"Let us hear his verse again," said Sir Hugh. "Come, Martin, thou hast a voice, thou shalt read it."
"Ahem," said Martin. "I am no hand at a stanza; I shall mar the good verse, I fear me. Nevertheless, I will essay it."
THE SONNET.
Who will believe my verse in time to come,
If it were filled with your most high deserts?
Though yet, Heaven knows, it is but as a tomb
Which hides your life, and shews not half your parts.

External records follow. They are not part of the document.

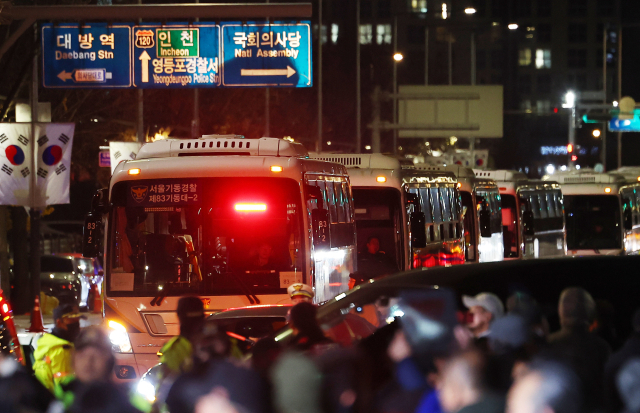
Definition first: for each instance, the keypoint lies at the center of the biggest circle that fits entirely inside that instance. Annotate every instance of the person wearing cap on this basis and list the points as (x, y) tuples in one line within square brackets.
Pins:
[(485, 309), (19, 390), (53, 355), (175, 355), (93, 362), (300, 293)]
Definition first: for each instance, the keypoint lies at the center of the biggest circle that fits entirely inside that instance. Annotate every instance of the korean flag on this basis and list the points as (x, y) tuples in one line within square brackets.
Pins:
[(15, 149), (54, 141)]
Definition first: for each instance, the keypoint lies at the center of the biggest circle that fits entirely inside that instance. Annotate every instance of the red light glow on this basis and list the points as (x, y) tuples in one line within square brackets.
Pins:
[(245, 207)]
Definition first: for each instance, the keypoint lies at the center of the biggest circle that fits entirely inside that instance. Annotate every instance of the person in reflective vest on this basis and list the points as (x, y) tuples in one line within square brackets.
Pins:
[(175, 355), (54, 352)]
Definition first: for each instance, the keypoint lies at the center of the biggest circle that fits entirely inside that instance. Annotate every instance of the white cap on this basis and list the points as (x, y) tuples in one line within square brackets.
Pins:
[(488, 301), (300, 289)]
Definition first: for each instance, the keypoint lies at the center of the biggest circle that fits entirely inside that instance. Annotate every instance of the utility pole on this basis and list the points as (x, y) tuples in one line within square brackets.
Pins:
[(319, 140), (358, 80)]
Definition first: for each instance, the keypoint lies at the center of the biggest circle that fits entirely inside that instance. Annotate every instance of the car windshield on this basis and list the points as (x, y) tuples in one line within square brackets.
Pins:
[(208, 236), (56, 264), (593, 222)]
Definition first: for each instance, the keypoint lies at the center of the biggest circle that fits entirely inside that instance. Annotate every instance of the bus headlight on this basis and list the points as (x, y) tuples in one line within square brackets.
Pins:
[(119, 338)]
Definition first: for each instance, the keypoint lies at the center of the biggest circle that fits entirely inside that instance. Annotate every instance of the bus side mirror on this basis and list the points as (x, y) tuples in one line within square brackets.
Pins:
[(92, 234), (628, 219), (314, 192), (418, 230), (320, 222), (527, 223), (485, 224)]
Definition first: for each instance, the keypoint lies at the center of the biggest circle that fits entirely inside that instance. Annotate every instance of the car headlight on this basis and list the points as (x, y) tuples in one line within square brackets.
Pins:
[(119, 338), (146, 389)]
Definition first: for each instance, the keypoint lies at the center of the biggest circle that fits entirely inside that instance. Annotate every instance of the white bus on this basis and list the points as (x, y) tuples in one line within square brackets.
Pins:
[(532, 215), (234, 221), (482, 213), (601, 212), (379, 200)]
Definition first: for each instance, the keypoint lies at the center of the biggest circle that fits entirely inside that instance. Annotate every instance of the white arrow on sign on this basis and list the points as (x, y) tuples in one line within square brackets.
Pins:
[(289, 71), (144, 57)]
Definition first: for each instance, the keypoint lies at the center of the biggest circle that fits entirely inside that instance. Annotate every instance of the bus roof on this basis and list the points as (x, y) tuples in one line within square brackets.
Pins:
[(359, 160), (217, 145), (501, 175)]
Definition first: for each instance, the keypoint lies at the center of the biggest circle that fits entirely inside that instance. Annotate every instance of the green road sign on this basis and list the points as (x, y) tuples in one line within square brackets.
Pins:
[(182, 42)]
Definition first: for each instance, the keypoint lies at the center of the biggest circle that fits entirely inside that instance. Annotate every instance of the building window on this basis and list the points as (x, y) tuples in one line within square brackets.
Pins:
[(577, 58), (577, 8), (543, 59), (544, 8), (383, 34), (543, 106), (605, 8), (544, 84), (524, 85), (481, 60), (497, 61), (543, 33), (366, 33), (419, 6), (384, 8), (416, 34), (524, 57), (577, 33), (524, 8), (334, 33)]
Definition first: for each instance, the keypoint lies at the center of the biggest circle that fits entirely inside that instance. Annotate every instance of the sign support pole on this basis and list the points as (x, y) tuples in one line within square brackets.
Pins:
[(34, 265)]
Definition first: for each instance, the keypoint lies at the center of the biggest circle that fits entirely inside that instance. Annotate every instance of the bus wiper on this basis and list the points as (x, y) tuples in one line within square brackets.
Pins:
[(253, 299)]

If I could write the beauty of your eyes,
And in fresh numbers, number all your graces,
The age to come would say, this poet lies,
Such heavenly touches ne'er touched earthly faces,
So should my papers, yellow'd with their age,
Be scorn'd like old men of less truth than tongue;
And your true rights be termed a poet's rage,
And stretched metre of an antique song:
But where some child of yours alive that time,
You should live twice,—in it, and in my rhyme.
Sir Hugh was a man of parts. He was a man, too, of strong sense, and, for the age in which he lived, might have been esteemed and accounted a learned man withal.
Had he chosen to be more of a courtier, and his creed been different, he might have risen to some eminence as a statesman.
He felt considerable astonishment, and expressed no less admiration, at the beauty of the verses just recited.
"Now, by my fay, good Martin," said he, "I do somewhat lean to thy opinion in the matter, inasmuch as it seemeth scarce possible so young a lad could have penned such stanzas. Nay, by our Lady, I know not where to look amongst our old poets in order to find aught to equal those lines."
"Then where hath the lad gotten them from?" said Arderne. "Peradventure he hath fetched them from some recent book of songs and sonnets; they say young Spencer hath lately written."
"'Tis not in Spencer's vein," said Charlotte; "and since we have so far discussed the matter, I must needs say that I can almost vouch for his having written them."